Grundlage der Abstimmung ist der Entwurf eines Ausstiegsgesetzes der Landesregierung. Darin fordert das Kabinett, dass das Land die Finanzvereinbarungen zu Stuttgart 21 aufkündigt und seinen Anteil von 824 Millionen Euro nicht zahlt. Die Mehrheit des Landtags ist aber für eine Beteiligung des Landes und lehnt das Gesetz daher voraussichtlich ab, so dass es zu einer Volksabstimmung kommen kann.

 

 

44 Kommentare Kommentar schreiben

Unicum: Sie sind wirklich ein Unicum! Sie schreiben: 'Letztlich ist die Volksabstimmung Nonsens. Sie findet unter Bedingungen statt, die die CDU geschaffen hat und nicht verändern will. Sie ist bewusst so strukturiert, dass auf jeden Fall die Befürworter von Stuttgart 21 gewinnen werden und die Gegner keiner Chance haben.' - Die CDU hat schon vor 58 Jahren über die Montags-Querulanten Bescheid gewusst. Klar.

Wie wäre es mal mit einem Blick in die Landesverfassung?: Werte Redaktion, bevor man so einen Blödsinn wie hier losläßt, sollte man sich vielleicht doch mal die Mühe machen, in die Landesverfassung zu schauen. Insbesondere Artikel 59 Absatz 2, dort steht die zu stellende Frage fast drin, bzw. Artikel 60, Absatz 5. Für Interessierte sei hier der Link anagefügt: http://www.lpb-bw.de/bwverf/bwverf.htm Wie sagen Juristen so gerne? Ein Blick ins Gesetzbuch verbessert die Rechtskenntnis. Angesichts Ihrer Frage und angesichts der Tatsache, daß man die überhaupt diskutiert, kommt in mir allerdings der Verdacht auf, daß unser MP und sein Gefolge vor lauter Diskutiererei noch gar nicht die Zeit gefunden haben, unsre Landesverfassung mal zur Kenntnis zu nehmen. Detlef Bosau

Wetten wir mal ...: Letztlich ist die Volksabstimmung Nonsens. Sie findet unter Bedingungen statt, die die CDU geschaffen hat und nicht verändern will. Sie ist bewusst so strukturiert, dass auf jeden Fall die Befürworter von Stuttgart 21 gewinnen werden und die Gegner keiner Chance haben. Nicht nur die Parkschützer boykottieren deshalb zurecht die Volksabstimmung. Und hier im Büro wurde schon manche Flasche Sekt gewettet, dass der SPD-Minister (!) im Justizministerium keine Frage formulieren wird, die dem Widerstand eine Chance gibt. Das wird auch suggestiv auf Zustimmung zulaufen. Damit ist die Abstimmung nicht repräsentativ und rechtswidrig.
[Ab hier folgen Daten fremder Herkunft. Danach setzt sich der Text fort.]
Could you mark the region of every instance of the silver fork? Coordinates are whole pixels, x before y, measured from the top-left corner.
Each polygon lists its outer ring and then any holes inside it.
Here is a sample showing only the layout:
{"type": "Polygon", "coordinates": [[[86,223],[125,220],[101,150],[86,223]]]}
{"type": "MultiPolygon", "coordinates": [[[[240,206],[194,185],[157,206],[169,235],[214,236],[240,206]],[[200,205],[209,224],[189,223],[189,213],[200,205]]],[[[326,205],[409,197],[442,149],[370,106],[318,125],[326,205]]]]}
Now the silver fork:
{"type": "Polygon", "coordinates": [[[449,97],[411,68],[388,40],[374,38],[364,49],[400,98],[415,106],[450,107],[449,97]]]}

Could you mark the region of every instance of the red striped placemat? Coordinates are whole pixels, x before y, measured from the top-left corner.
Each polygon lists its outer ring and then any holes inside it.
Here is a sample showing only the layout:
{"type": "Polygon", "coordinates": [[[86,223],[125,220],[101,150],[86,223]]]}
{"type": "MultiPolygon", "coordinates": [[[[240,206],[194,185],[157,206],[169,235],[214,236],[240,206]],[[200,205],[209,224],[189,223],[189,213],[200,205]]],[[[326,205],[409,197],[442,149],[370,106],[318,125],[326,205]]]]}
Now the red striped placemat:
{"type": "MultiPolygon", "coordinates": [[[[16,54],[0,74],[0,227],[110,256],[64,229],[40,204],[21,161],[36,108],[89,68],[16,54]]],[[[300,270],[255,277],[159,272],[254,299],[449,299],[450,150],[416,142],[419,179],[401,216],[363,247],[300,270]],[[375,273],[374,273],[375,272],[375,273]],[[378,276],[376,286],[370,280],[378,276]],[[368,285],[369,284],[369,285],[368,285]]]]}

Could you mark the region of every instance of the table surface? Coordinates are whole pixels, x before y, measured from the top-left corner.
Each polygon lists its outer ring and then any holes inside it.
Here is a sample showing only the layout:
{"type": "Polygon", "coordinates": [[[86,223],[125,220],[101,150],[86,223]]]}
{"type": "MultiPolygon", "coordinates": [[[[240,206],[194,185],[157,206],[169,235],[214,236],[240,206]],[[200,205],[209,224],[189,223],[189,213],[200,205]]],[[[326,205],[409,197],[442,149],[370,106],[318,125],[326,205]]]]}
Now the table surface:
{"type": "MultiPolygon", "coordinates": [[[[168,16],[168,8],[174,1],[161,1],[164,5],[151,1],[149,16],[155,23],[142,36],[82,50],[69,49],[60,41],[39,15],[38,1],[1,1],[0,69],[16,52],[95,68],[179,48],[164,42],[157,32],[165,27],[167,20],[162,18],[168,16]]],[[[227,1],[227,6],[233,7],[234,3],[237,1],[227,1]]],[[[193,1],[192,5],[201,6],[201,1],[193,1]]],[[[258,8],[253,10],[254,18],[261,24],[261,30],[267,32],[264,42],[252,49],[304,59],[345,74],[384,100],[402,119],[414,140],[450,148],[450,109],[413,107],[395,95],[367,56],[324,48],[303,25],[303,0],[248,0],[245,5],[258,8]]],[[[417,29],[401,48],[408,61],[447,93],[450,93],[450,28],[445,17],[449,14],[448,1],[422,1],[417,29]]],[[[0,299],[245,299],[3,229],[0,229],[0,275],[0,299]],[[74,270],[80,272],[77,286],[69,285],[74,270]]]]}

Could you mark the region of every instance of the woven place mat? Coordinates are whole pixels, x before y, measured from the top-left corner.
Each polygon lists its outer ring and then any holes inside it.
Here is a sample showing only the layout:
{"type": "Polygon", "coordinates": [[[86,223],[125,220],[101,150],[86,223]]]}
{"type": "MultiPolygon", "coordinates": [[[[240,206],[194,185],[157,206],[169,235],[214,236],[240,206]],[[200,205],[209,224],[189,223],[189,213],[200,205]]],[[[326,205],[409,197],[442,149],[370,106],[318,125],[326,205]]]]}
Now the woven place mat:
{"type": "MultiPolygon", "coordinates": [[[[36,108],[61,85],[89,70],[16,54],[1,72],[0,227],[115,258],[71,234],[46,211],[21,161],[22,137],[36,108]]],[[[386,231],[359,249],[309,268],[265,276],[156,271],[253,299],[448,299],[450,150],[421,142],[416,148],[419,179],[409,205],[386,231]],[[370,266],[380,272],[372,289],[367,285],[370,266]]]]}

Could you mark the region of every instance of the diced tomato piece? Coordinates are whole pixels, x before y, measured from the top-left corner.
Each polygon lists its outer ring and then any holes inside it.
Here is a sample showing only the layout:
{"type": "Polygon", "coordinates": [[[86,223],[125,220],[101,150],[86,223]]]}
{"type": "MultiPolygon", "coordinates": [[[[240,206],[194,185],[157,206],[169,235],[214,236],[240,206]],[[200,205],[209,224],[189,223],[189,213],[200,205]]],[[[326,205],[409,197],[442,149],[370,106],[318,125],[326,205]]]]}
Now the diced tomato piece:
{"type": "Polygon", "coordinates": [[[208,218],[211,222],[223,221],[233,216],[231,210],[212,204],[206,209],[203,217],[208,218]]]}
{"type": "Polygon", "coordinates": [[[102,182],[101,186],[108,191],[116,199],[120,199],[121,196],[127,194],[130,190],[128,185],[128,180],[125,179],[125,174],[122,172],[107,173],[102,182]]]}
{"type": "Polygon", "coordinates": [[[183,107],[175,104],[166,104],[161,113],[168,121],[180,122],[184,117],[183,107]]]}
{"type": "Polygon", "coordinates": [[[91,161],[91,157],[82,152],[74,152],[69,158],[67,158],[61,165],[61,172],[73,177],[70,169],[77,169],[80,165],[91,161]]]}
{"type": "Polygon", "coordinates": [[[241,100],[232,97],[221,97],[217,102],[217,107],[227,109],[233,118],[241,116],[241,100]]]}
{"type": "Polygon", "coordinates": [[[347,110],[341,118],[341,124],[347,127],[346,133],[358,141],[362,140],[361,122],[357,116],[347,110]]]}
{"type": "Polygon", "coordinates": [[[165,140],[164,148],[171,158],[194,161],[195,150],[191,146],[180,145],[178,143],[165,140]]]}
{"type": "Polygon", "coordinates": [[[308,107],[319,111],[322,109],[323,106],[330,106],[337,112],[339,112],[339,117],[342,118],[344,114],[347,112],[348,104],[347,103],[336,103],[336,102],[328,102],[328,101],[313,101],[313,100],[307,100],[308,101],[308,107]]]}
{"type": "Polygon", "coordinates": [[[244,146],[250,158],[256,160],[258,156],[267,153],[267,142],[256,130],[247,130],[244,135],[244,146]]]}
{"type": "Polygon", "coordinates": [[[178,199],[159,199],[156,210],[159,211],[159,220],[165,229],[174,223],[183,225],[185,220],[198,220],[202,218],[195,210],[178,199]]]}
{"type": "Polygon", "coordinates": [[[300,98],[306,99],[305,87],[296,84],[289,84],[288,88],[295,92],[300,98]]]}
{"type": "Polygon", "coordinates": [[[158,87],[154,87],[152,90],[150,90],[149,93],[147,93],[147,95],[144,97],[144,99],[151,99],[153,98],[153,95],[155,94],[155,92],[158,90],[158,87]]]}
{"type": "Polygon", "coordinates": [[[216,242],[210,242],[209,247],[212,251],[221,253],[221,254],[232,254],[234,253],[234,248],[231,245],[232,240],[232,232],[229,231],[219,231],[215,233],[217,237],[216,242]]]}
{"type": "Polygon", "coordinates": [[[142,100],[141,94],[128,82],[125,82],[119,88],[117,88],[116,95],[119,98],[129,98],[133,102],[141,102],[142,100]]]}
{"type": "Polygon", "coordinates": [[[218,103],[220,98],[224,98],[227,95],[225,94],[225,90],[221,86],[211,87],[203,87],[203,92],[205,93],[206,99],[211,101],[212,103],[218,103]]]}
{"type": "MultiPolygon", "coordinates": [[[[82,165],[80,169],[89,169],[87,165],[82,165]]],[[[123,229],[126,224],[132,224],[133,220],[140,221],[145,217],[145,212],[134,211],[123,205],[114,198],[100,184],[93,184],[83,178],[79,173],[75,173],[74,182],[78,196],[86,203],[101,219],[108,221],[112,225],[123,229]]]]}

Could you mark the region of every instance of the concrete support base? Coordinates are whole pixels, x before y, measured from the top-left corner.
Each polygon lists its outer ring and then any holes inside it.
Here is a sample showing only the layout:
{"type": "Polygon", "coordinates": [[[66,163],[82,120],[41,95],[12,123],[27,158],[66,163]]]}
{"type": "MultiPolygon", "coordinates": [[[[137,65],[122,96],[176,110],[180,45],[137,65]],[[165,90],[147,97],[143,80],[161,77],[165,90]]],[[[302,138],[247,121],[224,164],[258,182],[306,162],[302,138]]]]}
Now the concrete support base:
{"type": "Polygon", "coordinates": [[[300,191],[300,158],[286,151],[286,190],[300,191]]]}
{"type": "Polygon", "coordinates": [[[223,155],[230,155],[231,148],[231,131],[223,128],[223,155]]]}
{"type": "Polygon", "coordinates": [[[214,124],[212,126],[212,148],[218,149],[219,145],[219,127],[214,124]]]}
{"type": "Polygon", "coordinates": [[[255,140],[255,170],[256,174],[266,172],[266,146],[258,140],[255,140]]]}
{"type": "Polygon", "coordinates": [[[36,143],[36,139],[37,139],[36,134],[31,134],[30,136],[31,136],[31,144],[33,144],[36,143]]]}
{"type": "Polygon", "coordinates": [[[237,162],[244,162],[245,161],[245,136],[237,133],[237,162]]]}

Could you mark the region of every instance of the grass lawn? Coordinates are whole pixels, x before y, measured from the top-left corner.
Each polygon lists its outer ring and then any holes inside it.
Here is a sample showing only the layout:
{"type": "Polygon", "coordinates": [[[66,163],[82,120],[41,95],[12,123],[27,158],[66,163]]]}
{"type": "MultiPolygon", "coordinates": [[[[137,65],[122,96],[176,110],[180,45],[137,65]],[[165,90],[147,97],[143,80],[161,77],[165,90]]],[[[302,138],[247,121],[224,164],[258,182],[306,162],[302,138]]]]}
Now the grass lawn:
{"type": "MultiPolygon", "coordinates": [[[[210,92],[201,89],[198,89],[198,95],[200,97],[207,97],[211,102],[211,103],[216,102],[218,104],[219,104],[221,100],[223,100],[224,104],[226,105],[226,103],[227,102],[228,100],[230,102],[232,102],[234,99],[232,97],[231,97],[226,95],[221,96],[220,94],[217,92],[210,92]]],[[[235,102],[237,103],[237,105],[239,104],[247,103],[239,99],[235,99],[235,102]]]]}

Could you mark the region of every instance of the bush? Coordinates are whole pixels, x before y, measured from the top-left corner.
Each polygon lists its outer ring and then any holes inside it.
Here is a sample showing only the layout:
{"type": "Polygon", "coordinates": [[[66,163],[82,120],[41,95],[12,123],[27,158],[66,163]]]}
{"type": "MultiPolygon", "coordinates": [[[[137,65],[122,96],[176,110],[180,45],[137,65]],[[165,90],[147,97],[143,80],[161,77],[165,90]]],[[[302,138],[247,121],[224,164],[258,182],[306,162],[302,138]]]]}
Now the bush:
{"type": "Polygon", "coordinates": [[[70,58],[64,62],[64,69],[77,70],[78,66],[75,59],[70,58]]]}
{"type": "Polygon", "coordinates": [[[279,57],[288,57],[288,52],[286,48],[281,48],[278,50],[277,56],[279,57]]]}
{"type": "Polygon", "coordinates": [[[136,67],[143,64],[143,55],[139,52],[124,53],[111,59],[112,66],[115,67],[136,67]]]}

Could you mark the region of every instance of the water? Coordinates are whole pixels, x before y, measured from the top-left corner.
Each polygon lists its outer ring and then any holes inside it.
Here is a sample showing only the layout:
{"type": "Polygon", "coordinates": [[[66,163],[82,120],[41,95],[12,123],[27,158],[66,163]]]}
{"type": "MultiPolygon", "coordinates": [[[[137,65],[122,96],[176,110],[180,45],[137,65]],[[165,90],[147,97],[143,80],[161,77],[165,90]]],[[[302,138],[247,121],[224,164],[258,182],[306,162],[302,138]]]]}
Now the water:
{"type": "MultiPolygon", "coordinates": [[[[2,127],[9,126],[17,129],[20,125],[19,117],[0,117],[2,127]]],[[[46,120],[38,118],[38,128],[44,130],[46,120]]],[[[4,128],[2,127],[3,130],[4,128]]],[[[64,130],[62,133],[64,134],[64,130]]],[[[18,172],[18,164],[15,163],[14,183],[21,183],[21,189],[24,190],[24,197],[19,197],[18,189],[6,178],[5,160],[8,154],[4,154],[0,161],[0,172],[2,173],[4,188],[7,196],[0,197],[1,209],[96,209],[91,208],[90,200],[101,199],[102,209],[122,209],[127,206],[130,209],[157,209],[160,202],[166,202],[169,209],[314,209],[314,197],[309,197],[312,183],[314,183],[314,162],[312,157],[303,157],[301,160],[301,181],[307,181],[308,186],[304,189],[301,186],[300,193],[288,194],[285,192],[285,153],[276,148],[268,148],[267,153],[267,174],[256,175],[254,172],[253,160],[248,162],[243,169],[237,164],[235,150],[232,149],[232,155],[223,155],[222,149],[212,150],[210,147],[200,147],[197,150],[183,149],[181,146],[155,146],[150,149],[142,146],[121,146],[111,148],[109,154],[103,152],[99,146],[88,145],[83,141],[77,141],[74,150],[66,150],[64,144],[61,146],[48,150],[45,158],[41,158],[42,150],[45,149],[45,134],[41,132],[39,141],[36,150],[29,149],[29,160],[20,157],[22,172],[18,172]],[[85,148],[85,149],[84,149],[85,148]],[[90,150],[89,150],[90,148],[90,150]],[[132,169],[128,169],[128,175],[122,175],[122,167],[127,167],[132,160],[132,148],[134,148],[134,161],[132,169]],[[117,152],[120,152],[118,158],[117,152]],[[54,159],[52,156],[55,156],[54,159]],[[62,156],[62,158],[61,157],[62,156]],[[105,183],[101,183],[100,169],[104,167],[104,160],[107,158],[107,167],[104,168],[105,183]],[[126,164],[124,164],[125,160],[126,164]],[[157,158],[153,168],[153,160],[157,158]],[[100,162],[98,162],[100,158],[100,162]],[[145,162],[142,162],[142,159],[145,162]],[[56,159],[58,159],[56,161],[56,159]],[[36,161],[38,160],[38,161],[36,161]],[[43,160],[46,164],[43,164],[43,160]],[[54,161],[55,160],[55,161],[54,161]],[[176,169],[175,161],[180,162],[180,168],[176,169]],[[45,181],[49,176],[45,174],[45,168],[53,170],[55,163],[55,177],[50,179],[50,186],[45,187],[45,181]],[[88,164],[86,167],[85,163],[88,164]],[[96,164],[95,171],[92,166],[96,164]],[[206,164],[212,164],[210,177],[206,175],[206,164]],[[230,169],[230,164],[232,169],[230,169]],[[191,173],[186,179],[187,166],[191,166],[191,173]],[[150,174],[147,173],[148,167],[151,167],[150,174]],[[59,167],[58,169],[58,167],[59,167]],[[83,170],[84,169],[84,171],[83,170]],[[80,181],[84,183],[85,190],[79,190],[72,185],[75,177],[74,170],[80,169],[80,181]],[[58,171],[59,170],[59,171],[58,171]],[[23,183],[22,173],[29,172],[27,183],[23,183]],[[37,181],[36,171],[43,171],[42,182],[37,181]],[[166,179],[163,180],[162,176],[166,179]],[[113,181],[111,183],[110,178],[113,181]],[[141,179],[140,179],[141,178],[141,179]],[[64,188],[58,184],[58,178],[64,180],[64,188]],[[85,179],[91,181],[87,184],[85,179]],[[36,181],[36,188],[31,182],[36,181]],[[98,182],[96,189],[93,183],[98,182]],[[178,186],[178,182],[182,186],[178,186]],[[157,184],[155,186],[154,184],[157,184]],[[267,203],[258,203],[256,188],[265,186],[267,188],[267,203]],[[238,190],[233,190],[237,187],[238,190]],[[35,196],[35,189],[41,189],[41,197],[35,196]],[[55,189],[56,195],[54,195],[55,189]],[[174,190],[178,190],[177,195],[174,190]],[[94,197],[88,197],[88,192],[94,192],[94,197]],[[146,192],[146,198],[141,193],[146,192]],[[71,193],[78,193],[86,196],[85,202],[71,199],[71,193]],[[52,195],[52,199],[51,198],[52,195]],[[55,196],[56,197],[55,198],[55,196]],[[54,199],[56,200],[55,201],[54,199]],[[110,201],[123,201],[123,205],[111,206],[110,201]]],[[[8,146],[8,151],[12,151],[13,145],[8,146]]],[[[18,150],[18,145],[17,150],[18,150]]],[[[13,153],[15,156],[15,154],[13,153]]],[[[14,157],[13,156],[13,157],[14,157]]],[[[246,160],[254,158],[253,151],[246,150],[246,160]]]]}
@Ich: Ausstieg politisch, nicht rechtlich: @Ich: Formaljuristisch haben Sie Recht. Ein Ausstiegsgesetz basierend auf einer Bevölkerungsmehrheit wäre nicht das Ende des Projekts im rechtlichen Sinne. Es wäre aber das politische Ende, weil selbst die Bahn AG nicht gegen eine Bevölkerungsmehrheit bauen würde. Aber so optimistisch bin ich noch nicht mal: da das Quorum verfehlt werden wird, wird es auch kein Ausstiegsgesetz geben, da ist die S21PD vor. Eine Bevölkerungsmehrheit für den Ausstieg hätte nur einen Effekt: sie würde den andauernden Widerstand nochmals legitimieren und stärken. Mir persönlich gehts aber mehr um die Verhinderung des Gegenteils: eine Bevölkerungsmehrheit für den Weiterbau wäre das Ende des Widerstands. Das gilt es zu verhindern. Aus meiner Sicht, natürlich nur, nicht aus Ihrer.

Die S-21-Gesundbeter verharren penetrant auf ihrem Dogma! >Inflexibel bis in den Abgrund.: Deshalb müssen wir Bürger dafür sorgen, dass diese Gesundbeter dieses 16 Jahre lang geplanten Schreckensbahnhof S-21 durch Demonstrationen weiter disqualifiziert und aussortiert werden. Sie sind es, die die Stuttgarter Bevölkerung im Zusammenleben nachhaltig beschädigen. Die in die Kellerbahnhofsidee verrannten Politiker von CDU, FDP und SPD haben bis heute nicht gemerkt, dass sie sich ins Abseits gestellt haben. Die Wahlen haben ihnen anscheinend noch nicht gereicht oder sind die finanziellen Vorteile, die sie genießen dürfen, zu attraktiv? Das trifft auch auf die Hilfschreiber der Bahn zu, die in ihrer Penetranz nur noch von den perversen SED-Propagandisten übertroffen werden. Die Wendehälse Jakotzi und Klortext haben früher jenseits der Mauer ihr Unwesen getrieben und setzen es nun auf CDU-Seite fort.